Following the PLS-SEM analysis, this study conducted an Artificial Neural Network (ANN) analysis based on the significant path relationships identified within the SEM. A Feed-Forward Back-Propagation (FFBP) algorithm was employed to predict the outcomes, a process that passes inputs forward and estimates errors backward [65]. Consistent with the procedure outlined by Junjie Yu et al. (2025) [59], the factor scores of the latent variables from the PLS-SEM were used as inputs for the ANN model. To mitigate overfitting, a 10-fold cross-validation technique (90:10 training-to-testing ratio) was implemented, adhering to the guidelines provided by Leong et al. [66].
The ANN analysis in this study comprised four distinct models: Model 1 (Inputs: IQ, SEQ, SYQ; Output: PE), Model 2 (Inputs: IQ, SEQ; Output: EE), Model 3 (Inputs: PE, EE; Output: US), and Model 4 (Inputs: US, PE, EE; Output: CUI). Each of the four ANN models consists of two hidden layers, each containing two neurons, as automatically determined by the SPSS 27 neural network module. This two-layer, two-neuron-per-layer architecture enables the modeling of discontinuous functions while maintaining parsimony. A Sigmoid activation function is applied to neurons in both the hidden layers and the output layer. In the network diagrams presented in Figure 3, positive synaptic weights are represented by grey connections and negative synaptic weights by blue connections, enabling visual identification of each predictor’s directional influence.

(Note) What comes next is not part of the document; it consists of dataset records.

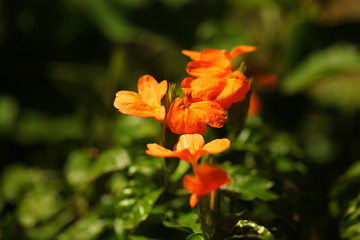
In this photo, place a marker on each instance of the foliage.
(74, 168)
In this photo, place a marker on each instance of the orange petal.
(192, 54)
(192, 142)
(151, 91)
(213, 177)
(210, 112)
(220, 58)
(131, 103)
(217, 145)
(159, 151)
(182, 120)
(234, 91)
(238, 50)
(193, 200)
(205, 88)
(255, 105)
(205, 69)
(192, 184)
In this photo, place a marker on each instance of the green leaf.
(14, 180)
(245, 229)
(134, 237)
(138, 210)
(114, 159)
(249, 184)
(195, 236)
(86, 228)
(50, 228)
(350, 224)
(110, 20)
(334, 60)
(38, 205)
(76, 168)
(188, 222)
(8, 113)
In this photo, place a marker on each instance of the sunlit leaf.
(138, 210)
(111, 160)
(29, 213)
(50, 228)
(188, 222)
(14, 180)
(245, 229)
(86, 228)
(195, 236)
(76, 168)
(249, 184)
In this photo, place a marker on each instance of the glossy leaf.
(49, 229)
(76, 168)
(29, 211)
(86, 228)
(188, 222)
(195, 236)
(249, 184)
(114, 159)
(14, 180)
(245, 229)
(135, 210)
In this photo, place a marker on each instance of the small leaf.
(249, 184)
(135, 210)
(14, 180)
(195, 236)
(29, 213)
(114, 159)
(76, 168)
(245, 229)
(188, 222)
(86, 228)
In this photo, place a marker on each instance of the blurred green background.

The prediction accuracy of the ANN model is evaluated using the root mean square error (RMSE) values from the training and test datasets (Table 10) [67]. Across all four ANN models, the mean RMSE values were consistently low for both training and testing phases, ranging from 0.113 to 0.135 (training) and 0.112 to 0.126 (testing), with uniformly small standard deviations indicating high stability across the ten network iterations. The close proximity between training and testing RMSE values across all models confirms that none of the networks exhibit overfitting, and that the models generalize well to unseen data, suggesting that the predictors of continuance usage intention are particularly well-captured by the ANN architecture. These results confirm the robustness and predictive adequacy of all four ANN models.

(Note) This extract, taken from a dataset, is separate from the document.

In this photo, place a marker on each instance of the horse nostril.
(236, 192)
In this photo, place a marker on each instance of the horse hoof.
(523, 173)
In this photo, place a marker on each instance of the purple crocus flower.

The normalized relative importance (RI) scores reported in Table 11 are calculated via max-normalization. Each predictor’s average importance is expressed as a percentage of the highest-importance predictor in the same model, such that the leading predictor receives 100% and all others are scaled proportionally relative to it. This ranking metric, consistent with standard SPSS neural network output and established SEM–ANN methodology [59], does not require values to sum to 100%, as each score reflects a predictor’s importance relative to the within-model maximum rather than a proportional share of a common total.

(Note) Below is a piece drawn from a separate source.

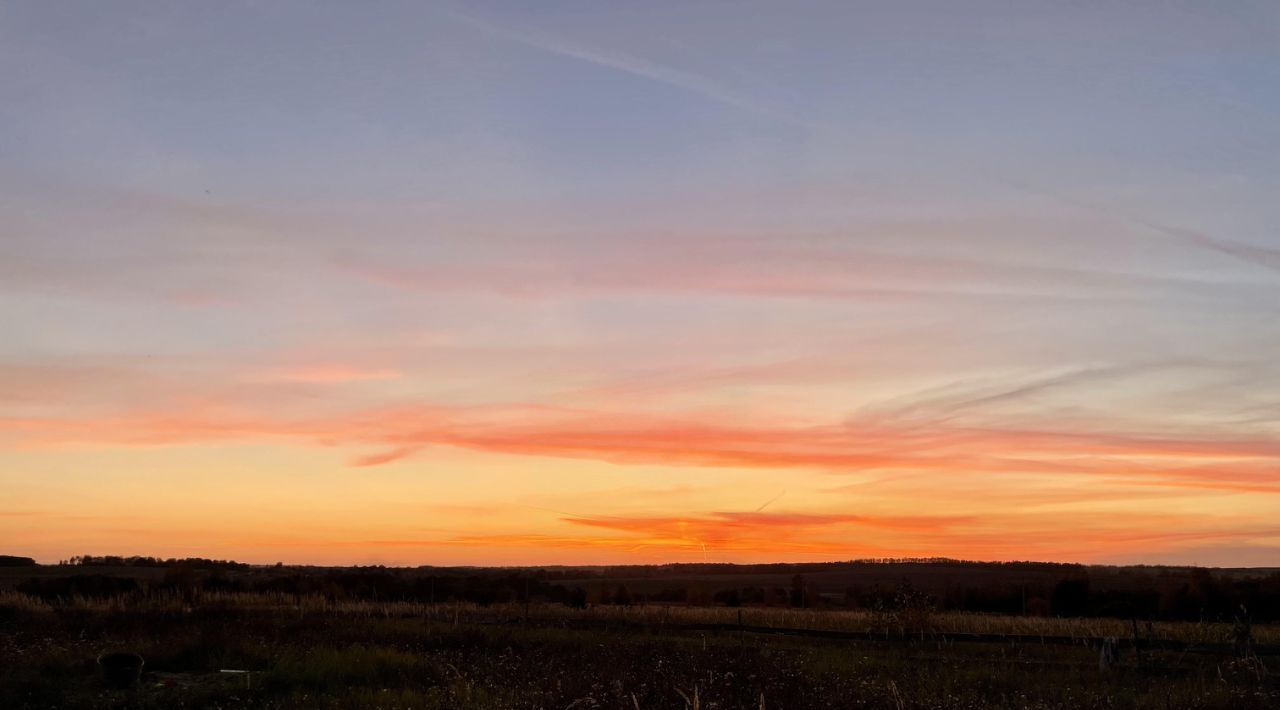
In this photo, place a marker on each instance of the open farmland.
(347, 649)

The ANN sensitivity analysis across all four models identifies clear and consistent patterns of predictor importance. IQ was the dominant predictor of both PE (normalized RI = 100.0%) and EE (100.0%), with SEQ contributing a moderate secondary influence on PE (80.0%) and EE (70.1%), while SYQ exerted the weakest effect on PE (45.9%), indicating that information and service quality are the most consequential upstream drivers of users’ cognitive evaluations. In Model 3, PE ranked above EE in predicting US (100.0% vs. 80.6%), confirming that functional utility assessments carry greater weight than perceived ease of use in shaping overall satisfaction. In Model 4, US emerged as the leading predictor of CUI (100.0%), followed by PE (87.9%) and EE (70.4%), with the relatively balanced importance scores across all three predictors suggesting that continuance usage intention is a multidimensional outcome jointly determined by affective satisfaction and cognitive evaluations. These results highlight information quality and user satisfaction as the two most influential constructs across the full behavioral pathway toward sustained engagement with intelligent commercial parking space.
The triangulation of PLS-SEM and ANN results demonstrates strong convergent validity across all four models (Table 12). Predictor rankings derived from PLS-SEM path coefficients and ANN normalized relative importance scores are in complete agreement across all ten supported paths, with no ranking inversions observed. This complete agreement indicates that the predictor importance hierarchy identified by PLS-SEM remains stable under the assumption-free ANN specifications within the observed data range. The ANN results confirm that the structural estimates are robust to the relaxation of linearity assumptions. This convergence strengthens confidence in the integrated IS Success Model and UTAUT2 framework as a reliable account of users’ behavioral engagement with intelligent commercial parking facilities.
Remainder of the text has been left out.